While there, the crowd was treated to a baseball version of lighting the Christmas tree, as the newest part of Bulldog baseball was unveiled and lit up for the very first time. Standing on top of the scoreboard in right field is a giant version of the Diamond Dawgs’ logo, the M-over-S, MSU’s most famous and unique symbol, exclusive to those who play within the confines of Polk-Dement Stadium.
Several additions and cosmetic upgrades have been made to the stadium since the Bulldogs returned from the College World Series back in May, but none are so symbolic, naturally, as this symbol, nor are any as big and obvious as this giant sign standing higher than all but the light poles, shining brighter than the moon rising behind it every night.
“That was really important to me,” head coach John Cohen said. “Our athletic director Scott Stricklin, who I think has tremendous vision, uses a word I don’t use enough: branding. I thought a lot about our brand, and our brand is that M-over-S.”
Anywhere he goes, Cohen said, people recognize their logo, the emblem unique to Mississippi State baseball.
“It’s crazy,” he said. “You can be in Seattle, New York – somebody’s gonna walk up to you and they know what that M-over-S stands for. That’s pretty neat, to know that Will Clark wore that M-over-S. Rafael Palmeiro wore that M-over-S and Buck Showalter wore that M-over-S, and on and on and on. It’s important.”
And it was Cohen himself who had the idea for the big, bright sign, according to Stricklin. When head coach came to athletic director with the proposition, the first thing Stricklin asked, naturally, was “how much will it cost?”

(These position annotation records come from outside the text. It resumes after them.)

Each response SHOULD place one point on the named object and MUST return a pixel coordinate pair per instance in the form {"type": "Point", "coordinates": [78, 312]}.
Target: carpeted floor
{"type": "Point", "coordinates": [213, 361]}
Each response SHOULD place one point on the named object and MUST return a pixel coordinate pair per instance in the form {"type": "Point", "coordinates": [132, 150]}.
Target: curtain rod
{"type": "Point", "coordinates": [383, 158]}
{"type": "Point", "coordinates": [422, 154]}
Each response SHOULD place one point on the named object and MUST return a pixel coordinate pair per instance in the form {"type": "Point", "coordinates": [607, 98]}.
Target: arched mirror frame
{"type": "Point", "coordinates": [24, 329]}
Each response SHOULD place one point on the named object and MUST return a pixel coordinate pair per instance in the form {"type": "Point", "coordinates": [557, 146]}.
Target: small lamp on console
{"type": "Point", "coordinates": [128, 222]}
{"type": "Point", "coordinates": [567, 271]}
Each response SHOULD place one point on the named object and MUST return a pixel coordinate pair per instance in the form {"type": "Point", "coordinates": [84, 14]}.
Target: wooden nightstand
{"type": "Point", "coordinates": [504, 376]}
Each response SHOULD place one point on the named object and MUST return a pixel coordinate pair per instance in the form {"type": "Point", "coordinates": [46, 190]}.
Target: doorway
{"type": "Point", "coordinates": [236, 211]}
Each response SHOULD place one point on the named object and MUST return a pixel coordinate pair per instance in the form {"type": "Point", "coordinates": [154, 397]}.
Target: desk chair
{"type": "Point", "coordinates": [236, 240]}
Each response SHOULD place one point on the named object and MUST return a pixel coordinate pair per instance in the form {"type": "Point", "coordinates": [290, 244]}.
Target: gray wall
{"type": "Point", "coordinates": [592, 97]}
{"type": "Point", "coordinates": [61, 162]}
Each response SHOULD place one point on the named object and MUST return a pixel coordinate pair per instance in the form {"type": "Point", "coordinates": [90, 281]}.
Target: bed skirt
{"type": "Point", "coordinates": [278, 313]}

Cohen told him, then followed up by saying he had money in his budget to pay for it himself. It was that important to him.
Stricklin responded, “If you can handle it, sounds like a great idea. Let’s do it.”

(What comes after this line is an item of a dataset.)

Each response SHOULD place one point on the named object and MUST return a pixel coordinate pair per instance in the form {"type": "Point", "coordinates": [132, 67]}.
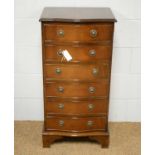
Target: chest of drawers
{"type": "Point", "coordinates": [76, 92]}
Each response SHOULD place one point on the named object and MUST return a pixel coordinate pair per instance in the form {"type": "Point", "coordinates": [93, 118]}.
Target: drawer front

And so the designs were done and the order placed.
“I told our players,” Cohen later said, “we could spend that money in other areas, but that the staying power of that and the significance of it, to me, is important.”
A hefty chunk of that significance, beyond its seemingly-universal recognition, is the exclusivity of M-over-S to the MSU baseball program.

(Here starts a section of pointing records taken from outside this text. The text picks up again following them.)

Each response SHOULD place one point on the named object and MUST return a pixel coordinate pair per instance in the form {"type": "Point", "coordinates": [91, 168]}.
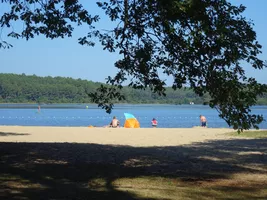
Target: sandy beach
{"type": "Point", "coordinates": [118, 136]}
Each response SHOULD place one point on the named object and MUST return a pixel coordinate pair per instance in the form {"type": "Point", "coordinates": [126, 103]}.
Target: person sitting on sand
{"type": "Point", "coordinates": [203, 121]}
{"type": "Point", "coordinates": [115, 123]}
{"type": "Point", "coordinates": [154, 123]}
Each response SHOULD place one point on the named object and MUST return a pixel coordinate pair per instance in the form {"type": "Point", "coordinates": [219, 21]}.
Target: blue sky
{"type": "Point", "coordinates": [66, 58]}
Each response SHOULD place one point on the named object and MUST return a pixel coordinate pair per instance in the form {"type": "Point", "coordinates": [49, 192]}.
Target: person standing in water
{"type": "Point", "coordinates": [203, 121]}
{"type": "Point", "coordinates": [154, 123]}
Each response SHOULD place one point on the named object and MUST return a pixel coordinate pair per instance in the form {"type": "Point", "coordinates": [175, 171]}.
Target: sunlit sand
{"type": "Point", "coordinates": [115, 136]}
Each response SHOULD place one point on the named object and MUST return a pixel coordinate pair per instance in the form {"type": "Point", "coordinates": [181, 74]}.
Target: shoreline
{"type": "Point", "coordinates": [112, 136]}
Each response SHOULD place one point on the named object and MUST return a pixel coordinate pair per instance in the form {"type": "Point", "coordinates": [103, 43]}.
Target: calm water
{"type": "Point", "coordinates": [168, 116]}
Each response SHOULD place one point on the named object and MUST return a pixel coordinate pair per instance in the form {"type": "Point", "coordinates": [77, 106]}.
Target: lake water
{"type": "Point", "coordinates": [168, 116]}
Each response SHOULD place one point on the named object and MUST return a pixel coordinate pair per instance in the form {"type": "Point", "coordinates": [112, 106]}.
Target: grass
{"type": "Point", "coordinates": [226, 169]}
{"type": "Point", "coordinates": [251, 134]}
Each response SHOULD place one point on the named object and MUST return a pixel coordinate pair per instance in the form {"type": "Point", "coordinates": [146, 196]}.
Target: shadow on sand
{"type": "Point", "coordinates": [65, 169]}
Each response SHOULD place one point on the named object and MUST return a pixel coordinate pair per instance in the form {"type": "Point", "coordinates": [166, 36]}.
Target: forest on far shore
{"type": "Point", "coordinates": [15, 88]}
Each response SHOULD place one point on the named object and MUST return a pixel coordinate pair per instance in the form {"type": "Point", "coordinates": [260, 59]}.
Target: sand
{"type": "Point", "coordinates": [114, 136]}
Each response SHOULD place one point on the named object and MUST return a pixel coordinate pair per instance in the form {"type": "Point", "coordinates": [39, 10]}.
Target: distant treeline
{"type": "Point", "coordinates": [22, 88]}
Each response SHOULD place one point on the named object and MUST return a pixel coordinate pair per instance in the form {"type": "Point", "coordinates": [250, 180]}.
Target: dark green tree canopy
{"type": "Point", "coordinates": [200, 43]}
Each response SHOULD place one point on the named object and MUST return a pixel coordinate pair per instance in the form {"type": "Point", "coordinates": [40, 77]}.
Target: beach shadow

Though all it technically stands for, obviously, is “Mississippi State,” with nothing specifically tying it baseball, no other sport on campus uses it. Never have, and they never will, so says Stricklin.
“I tell our baseball guys at the beginning of every year,” Stricklin said, “that logo is special because they’re the only sport on our campus that gets to have a unique logo. They get to do that because the people who came before in that program won to the level where that logo became synonymous with our baseball program.”
Part of what makes the M-over-S so unique, in Stricklin’s eyes, is the way it grew into such a specific symbol. Any of the standard M-State logos could mean football, academics, tennis, softball or golf. They represent everyone. The M-over-S became the only emblem to be so unique and so specific in meaning.
“We don’t want to take that away because it has too much equity,” Stricklin said. “We also don’t want to put it on the other sports because it’s unique to baseball. When people see that, they may not think Mississippi State University, but they definitely think Mississippi State baseball. There are just very few marks and logos that don’t just speak to a university, they speak to a specific sport at a university.”
Like both Stricklin and Cohen said, it became a brand. Cohen compared it to a visit he took to Yankee Stadium and the famous N-Y symbol, which he says might be branded better than any he’s ever seen.
With history intact and sign erected, Cohen hopes the future can see the M-over-S as a similar symbol for Mississippi State baseball.
“It’s important,” he said. “It’s kind of a big branding piece, but it’s really important for us to brand our program that way. It was really important to me and our players.”